Now I'm off to buy a button for Vio's uniform, since one fell into an armchair while I was sewing it. This is one of those old armchairs that doesn't have removable cushions and finding lost items means digging around the sides with my hand. The whole family has tried to find the button, but no button is to be found anywhere inside the chair, and we didn't even get any loose change out of it (what kind of an armchair doesn't have any loose change? I'm seriously thinking of trading it in -after all, if I have to buy a new button, at least I should be able to do it with the lost change that should be in the chair). What did come out of the chair was: A lone sock, a magnet, a broken earring, a pocket mirror, and a plastic starfish. Oh, wait, I lied about not finding any change; there was a 5 peseta coin in there as well (considering the fact that we switched over to the euro in 2002, you can guess how often I check the insides of my armchairs).

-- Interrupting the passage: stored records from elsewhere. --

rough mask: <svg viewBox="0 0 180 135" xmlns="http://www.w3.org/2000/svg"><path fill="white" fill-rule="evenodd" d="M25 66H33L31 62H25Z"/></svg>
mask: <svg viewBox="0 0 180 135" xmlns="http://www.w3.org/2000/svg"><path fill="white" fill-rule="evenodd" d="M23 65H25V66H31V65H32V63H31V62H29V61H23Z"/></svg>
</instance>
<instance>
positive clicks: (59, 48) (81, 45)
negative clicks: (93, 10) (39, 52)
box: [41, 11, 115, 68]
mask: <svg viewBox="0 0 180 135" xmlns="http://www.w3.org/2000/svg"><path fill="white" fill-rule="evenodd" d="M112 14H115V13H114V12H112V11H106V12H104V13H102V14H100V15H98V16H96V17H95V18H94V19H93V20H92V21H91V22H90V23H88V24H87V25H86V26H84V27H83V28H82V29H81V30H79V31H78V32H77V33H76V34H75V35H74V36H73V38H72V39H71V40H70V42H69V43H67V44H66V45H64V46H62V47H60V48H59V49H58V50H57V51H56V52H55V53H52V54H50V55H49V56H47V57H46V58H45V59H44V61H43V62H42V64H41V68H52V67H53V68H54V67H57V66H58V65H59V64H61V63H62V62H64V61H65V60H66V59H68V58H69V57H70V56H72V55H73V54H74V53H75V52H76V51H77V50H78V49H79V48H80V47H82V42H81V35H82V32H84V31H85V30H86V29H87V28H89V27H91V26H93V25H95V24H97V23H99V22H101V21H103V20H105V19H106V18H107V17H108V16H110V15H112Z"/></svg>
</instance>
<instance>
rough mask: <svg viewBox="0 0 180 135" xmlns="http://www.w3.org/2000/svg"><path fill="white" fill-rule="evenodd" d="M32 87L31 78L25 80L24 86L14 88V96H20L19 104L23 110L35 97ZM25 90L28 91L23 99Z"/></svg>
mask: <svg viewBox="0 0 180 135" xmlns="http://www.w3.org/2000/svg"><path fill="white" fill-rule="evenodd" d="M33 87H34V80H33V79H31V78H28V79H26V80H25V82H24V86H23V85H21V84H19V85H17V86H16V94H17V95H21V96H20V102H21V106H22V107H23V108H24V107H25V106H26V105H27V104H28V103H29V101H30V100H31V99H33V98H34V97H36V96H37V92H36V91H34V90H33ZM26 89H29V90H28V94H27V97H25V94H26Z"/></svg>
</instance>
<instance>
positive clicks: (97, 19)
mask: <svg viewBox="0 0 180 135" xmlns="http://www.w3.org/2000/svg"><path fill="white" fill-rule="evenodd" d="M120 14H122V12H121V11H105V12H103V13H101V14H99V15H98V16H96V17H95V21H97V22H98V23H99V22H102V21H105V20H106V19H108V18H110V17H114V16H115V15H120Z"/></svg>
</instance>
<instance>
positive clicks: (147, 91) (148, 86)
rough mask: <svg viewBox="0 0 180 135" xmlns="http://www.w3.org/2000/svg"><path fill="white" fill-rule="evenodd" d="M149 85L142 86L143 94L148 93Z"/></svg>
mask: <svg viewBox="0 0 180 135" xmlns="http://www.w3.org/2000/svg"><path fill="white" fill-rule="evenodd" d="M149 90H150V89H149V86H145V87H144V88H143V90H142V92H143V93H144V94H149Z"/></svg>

About that sock, we now have a sock that doesn't have a mate (actually, we have quite a few, but this is the first that has come out of an armchair). Now, there are lots of theories about missing socks; some say they are sacrificial offerings made by the dryer to the god of socks, or that they breed with ballpoint pens to give birth to closets full of tangled coat hangers, but I believe the truth lies in the black holes we call sofas and armchairs. Recently, I heard that scientists at MIT have found a black hole that has left a dent in space-time, that they compare to the dimple that forms in one's favorite spot on the sofa. My theory is that the dimple in my armchair is a link to that very same black hole discovered by the MIT people, and at this very moment Vio's button and the missing sock must have gone through it to the land of all lost things. We must have caught the other sock in its desperate bid for freedom -maybe I should just leave it on the chair, where it will eventually find its way through the wormhole in the space-time continuum and be able to join its mate. That said, and before you get swallowed up by this black hole-of-a-post, I suggest you delve into own armchairs and see what turns up. Meanwhile, I'll get back to my buttons, and see if I ever find the time to do my next vacation post.

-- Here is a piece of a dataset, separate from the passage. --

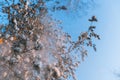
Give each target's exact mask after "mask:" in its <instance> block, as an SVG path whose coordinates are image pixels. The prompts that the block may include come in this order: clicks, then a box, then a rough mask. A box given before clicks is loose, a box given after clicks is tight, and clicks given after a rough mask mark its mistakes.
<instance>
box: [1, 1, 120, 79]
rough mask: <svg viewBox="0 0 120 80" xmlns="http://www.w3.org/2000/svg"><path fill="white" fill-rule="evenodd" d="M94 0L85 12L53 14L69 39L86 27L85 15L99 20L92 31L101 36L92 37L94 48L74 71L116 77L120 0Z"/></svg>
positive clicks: (118, 60)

Update, September 9, 2007: Food coloring doesn't exist in Pamplona. Okay, it exists, because our strawberry yogurts are pink (and I don't think there's any real strawberry anywhere in there), but you can't buy it in the supermarket. So it's okay for big food companies to use it, but it must be too dangerous for home use -"Watch out! She's armed with food coloring, and she's not afraid to use it!". This, along with chocolate chips, is just one of those things we had in the U.S. that we can't get here. I guess our play dough will just have to be white (or more accurately, whitish-grey, which is the color it gets after a few minutes in the kids' hands). With all the cheap flights available these days, maybe I should just hop on a plane to the U.S. and come back with a load full of the stuff. Of course I might get stopped on my way through customs for importing an potentially dangerous illegal food-enhancing substance.